A **set** is a collection of some items (elements). We often use capital letters to denote
a set. To define a set we can simply list all the elements in curly brackets, for example to
define a set $A$ that consists of the two elements $\clubsuit$ and $\diamondsuit$, we write
$A=\{\clubsuit,\diamondsuit\}$. To say that $\diamondsuit$ belongs to $A$, we write $\diamondsuit \in A$,
where "$\in$" is pronounced "belongs to." To say that an element does not belong to a set, we
use $\notin$. For example, we may write $\heartsuit \notin A$.

A **set** is a
collection of things (elements).

Note that __ordering does not matter__, so the two sets $\{\clubsuit,\diamondsuit\}$ and
$\{\diamondsuit,\clubsuit\}$ are equal. We often work with sets of numbers. Some important
sets are given the following example.

Example

The following sets are used in this book:

- The set of natural numbers, $\mathbb{N}=\{1,2,3,\cdots\}$.
- The set of integers, $\mathbb{Z}=\{\cdots,-3,-2,-1,0,1,2,3,\cdots\}$.
- The set of rational numbers $\mathbb{Q}$.
- The set of real numbers $\mathbb{R}$.
- Closed intervals on the real line. For example, $[2,3]$ is the set of all real numbers $x$ such that $2\leq x\leq3$.
- Open intervals on the real line. For example $(-1,3)$ is the set of all real numbers $x$ such that $-1< x <3$.
- Similarly, $[1,2)$ is the set of all real numbers $x$ such that $1\leq x <2$.
- The set of complex numbers $\mathbb{C}$ is the set of numbers in the form of $a+bi$, where $a,b \in \mathbb{R}$, and $i=\sqrt{-1}$.
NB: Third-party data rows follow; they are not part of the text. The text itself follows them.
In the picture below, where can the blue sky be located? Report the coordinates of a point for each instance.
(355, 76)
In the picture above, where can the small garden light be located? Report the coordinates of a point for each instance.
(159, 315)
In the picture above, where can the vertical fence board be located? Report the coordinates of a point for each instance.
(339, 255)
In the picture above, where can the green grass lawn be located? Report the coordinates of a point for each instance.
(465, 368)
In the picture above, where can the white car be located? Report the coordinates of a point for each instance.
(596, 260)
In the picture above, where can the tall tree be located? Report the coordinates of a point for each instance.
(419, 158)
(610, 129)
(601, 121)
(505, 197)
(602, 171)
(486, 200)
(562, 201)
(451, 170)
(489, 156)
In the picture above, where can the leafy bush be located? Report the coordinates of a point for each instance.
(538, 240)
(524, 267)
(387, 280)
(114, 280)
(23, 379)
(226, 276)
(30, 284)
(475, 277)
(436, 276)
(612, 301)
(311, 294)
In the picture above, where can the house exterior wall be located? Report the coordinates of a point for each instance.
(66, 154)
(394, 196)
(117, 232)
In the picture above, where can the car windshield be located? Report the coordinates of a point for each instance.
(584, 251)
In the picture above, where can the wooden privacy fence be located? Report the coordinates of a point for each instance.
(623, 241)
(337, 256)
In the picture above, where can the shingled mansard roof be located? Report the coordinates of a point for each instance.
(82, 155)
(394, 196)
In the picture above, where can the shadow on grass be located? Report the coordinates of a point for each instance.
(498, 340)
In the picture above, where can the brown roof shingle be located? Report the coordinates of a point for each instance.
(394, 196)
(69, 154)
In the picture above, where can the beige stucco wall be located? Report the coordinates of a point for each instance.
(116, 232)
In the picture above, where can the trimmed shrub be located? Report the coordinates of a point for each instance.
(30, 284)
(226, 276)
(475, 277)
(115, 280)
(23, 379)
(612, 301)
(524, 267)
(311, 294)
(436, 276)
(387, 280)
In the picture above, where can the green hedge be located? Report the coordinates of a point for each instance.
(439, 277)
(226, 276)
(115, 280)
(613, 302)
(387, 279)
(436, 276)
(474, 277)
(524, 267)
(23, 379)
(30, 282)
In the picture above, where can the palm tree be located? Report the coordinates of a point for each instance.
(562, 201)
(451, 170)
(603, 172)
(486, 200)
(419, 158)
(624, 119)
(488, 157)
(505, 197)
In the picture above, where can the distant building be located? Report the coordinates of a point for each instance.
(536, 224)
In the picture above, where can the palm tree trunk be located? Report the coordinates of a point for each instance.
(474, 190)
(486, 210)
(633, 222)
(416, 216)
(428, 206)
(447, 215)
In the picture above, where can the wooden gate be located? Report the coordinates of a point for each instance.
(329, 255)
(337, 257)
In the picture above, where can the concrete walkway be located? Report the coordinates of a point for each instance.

We can also define a set by mathematically stating the properties satisfied by the elements in the set. In particular, we may write

or

$A=\{x : x \textrm{ satisfies some property} \}$

The symbols $"|"$ and $":"$ are pronounced "such that."

Example

Here are some examples of sets defined by stating the properties satisfied by the elements:

- If the set $C$ is defined as $C=\{x | x \in \mathbb{Z}, -2 \leq x < 10\}$, then $C=\{-2,-1,0,\cdots,9\}$.
- If the set $D$ is defined as $D=\{x^2 |x\in \mathbb{N}\}$, then $D=\{1,4,9,16,\cdots\}$.
- The set of rational numbers can be defined as $\mathbb{Q}=\{\frac{a}{b}|a,b \in \mathbb{Z}, b \neq 0\}$.
- For real numbers $a$ and $b$, where $a < b$, we can write $(a,b]=\{x \in \mathbb{R} \mid a< x \leq b \}$.
- $\mathbb{C}=\{a+bi \mid a,b \in \mathbb{R}, i=\sqrt{-1}\}$.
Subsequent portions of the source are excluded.